Meet the Scientist

We're halfway through our Science Week at Is there anything new you have learned yet? We sure have!

Thanks to Dr. Orlaith Brennan, a medical physics lecturer from The Royal College of Surgeons in Ireland, we are discovering plenty of interesting facts about the human body, Earth and space, and much more! Be sure to check out our social media to learn more and join in the conversation.

But let's get to know our Scientist for the week better.

Who stands behind these fascinating facts we have been sharing all week?

What is she currently working on?

Continue reading to find out more...

Meet the Scientist

  1. Could you tell us a little bit about yourself?

I am a lecturer in medical physics in The Royal College of Surgeons in Ireland. I graduated from Trinity College Dublin with a degree in Experimental Physics before going on to do a Masters and a PhD in Biomedical Engineering. The great thing about working in science is that it has allowed me to work in a variety of different areas, and to travel. I have worked for multinational food and beverage companies, in start-up medical diagnostic companies and academic institutions in Ireland, the UK and Australia. When I’m not working I love to entertain and cook for family and friends. I also love spinning, and lifting weights!

  1. Why did you become a physicist? What drew you to this field?

I have a very vivid memory of doing a project while in primary school on Galileo Galilei, the famous Italian astronomer, physicist and engineer. Like most kids, I think I was hooked by the wonder of space. However, more than that I think I was in awe of these great thinkers. People like Leonardo di Vinci, who were scientists, artists, engineers and philosophers and used all of these skills to solve problems. In today’s world it is difficult for one person to excel in a number of diverse areas and I think that is why multidisciplinary research and collaboration is so important. Physics wasn’t always easy and in college there were certain topics that I struggled with, but I was fortunate to have a great group of friends around me (and still do).
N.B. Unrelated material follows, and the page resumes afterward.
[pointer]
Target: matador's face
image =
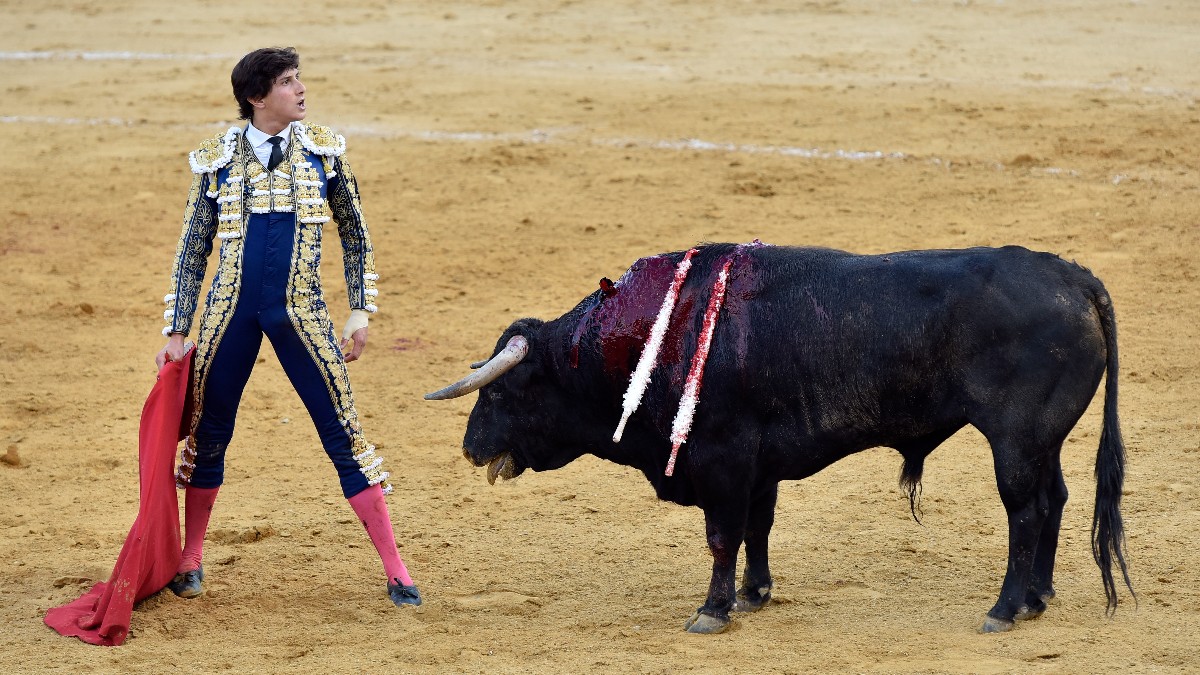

  1. What are you currently working on?

Broadly speaking my research interests are orthopaedic biomechanics and osteoporosis. In collaboration with industry and other research institutes my research group is looking at ways to replace diseased or damaged bone with biomaterials which enable the bone to regenerate. We are also looking at ways of characterising diseased bone tissue and using that to provide solutions for the early detection of osteoporosis.

  1. What do you enjoy the most about your work?

I enjoy the variety and flexibility that I have in my work. There is no such thing as a typical day. Between teaching, research and science outreach there are a lot of different areas that I can be working on. This makes every day different. There is no escaping the thrill of when an experiment works out as you had hoped, or when students have that Eureka moment!

  1. As one of not so many female physicists in the world, would you have any words of encouragement for young girls that would also like to pursue this career?

Probably the most important piece of advice I can offer any young girls is ‘Don’t underestimate yourself’. This applies to whatever career women choose. Work hard and be confident in your own ability. Hard work puts you where good luck can find you.